Question

A car insurance company has determined that 8% of all drivers were involved in a car accident last year. Among the 15 drivers living on one particular street, 3 were involved in a car accident last year. If 15 drivers are randomly selected, what is the probability of getting 3 or more who were involved in a car accident last year?

Answer 1

Answer:

There is an 11.3% probability of getting 3 or more who were involved in a car accident last year.

Step-by-step explanation:

For each driver surveyed, there are only two possible outcomes. Either they were involved in a car accident last year, or they were not. This means that we solve this problem using binomial probability concepts.

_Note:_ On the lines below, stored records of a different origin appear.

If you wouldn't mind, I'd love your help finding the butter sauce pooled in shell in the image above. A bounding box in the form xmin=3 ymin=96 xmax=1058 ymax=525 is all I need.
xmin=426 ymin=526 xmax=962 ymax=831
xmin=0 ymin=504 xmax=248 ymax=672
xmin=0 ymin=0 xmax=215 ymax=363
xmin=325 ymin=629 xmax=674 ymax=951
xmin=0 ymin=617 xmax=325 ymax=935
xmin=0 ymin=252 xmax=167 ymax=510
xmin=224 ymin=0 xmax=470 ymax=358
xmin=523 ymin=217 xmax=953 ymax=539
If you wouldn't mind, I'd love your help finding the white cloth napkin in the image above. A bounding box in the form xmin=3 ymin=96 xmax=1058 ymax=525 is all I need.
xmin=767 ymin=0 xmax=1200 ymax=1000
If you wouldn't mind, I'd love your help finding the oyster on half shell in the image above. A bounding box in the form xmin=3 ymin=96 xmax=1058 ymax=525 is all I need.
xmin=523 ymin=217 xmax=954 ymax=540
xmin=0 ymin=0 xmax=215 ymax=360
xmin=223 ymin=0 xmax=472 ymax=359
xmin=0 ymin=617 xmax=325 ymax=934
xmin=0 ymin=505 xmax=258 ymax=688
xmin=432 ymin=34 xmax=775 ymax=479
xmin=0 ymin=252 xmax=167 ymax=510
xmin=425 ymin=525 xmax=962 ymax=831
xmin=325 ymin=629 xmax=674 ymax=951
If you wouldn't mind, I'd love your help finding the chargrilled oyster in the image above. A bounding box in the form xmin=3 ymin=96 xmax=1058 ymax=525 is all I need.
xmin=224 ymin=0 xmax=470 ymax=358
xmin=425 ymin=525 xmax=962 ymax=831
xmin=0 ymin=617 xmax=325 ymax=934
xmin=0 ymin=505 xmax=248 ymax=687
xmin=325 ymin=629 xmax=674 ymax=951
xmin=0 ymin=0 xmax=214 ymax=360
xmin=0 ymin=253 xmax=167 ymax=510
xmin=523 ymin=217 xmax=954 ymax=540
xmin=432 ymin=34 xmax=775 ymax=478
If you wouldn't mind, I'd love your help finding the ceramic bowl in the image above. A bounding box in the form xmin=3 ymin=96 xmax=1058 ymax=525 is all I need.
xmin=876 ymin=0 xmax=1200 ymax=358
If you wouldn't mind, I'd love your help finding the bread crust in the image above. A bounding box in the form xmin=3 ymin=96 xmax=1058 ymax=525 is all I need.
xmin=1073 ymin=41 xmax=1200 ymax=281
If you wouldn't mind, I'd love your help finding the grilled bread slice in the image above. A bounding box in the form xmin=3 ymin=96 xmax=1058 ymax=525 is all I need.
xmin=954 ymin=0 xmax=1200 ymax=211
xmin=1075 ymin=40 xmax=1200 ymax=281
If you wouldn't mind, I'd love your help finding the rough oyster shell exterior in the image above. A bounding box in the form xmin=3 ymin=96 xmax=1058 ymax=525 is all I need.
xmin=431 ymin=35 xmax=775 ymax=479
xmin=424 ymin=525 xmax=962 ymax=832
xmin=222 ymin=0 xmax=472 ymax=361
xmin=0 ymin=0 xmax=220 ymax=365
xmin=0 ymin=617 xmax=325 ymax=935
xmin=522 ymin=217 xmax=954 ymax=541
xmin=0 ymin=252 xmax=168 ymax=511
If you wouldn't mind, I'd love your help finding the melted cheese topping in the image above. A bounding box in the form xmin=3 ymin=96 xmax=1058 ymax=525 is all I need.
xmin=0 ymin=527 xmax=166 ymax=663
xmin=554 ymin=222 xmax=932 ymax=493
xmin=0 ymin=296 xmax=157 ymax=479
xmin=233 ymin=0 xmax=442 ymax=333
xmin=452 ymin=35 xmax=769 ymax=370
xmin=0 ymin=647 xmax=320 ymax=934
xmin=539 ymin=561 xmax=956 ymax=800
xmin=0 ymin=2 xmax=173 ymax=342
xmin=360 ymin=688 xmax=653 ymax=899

Binomial probability distribution

The binomial probability is the probability of exactly x successes on n repeated trials, and X can only have two outcomes.

$P(X = x) = C_{n,x}.\pi^{x}.(1-\pi)^{n-x}$

In which $C_{n,x}$ is the number of different combinatios of x objects from a set of n elements, given by the following formula.

$C_{n,x} = \frac{n!}{x!(n-x)!}$

And $\pi$ is the probability of X happening.

In this problem

15 drivers are randomly selected, so $n = 15$.

A success consists in finding a driver that was involved in an accident. A car insurance company has determined that 8% of all drivers were involved in a car accident last year.  This means that $\pi = 0.08$.

What is the probability of getting 3 or more who were involved in a car accident last year?

This is $P(X \geq 3)$.

Either less than 3 were involved in a car accident, or 3 or more were. Each one has it's probabilities. The sum of these probabilities is decimal 1. So:

$P(X < 3) + P(X \geq 3) = 1$

$P(X \geq 3) = 1 - P(X < 3)$

In which

$P(X < 3) = P(X = 0) + P(X = 1) + P(X = 2)$

$P(X = x) = C_{n,x}.\pi^{x}.(1-\pi)^{n-x}$

$P(X = 0) = C_{15,0}.(0.08)^{0}.(0.92)^{15} = 0.2863$

$P(X = 1) = C_{15,1}.(0.08)^{1}.(0.92)^{14} = 0.3734$

$P(X = 2) = C_{15,2}.(0.08)^{2}.(0.92)^{13} = 0.2273$

So

$P(X < 3) = P(X = 0) + P(X = 1) + P(X = 2) = 0.2863 + 0.3734 + 0.2273 = 0.887$

Finally

$P(X \geq 3) = 1 - P(X < 3) = 1 - 0.887 = 0.113$

There is an 11.3% probability of getting 3 or more who were involved in a car accident last year.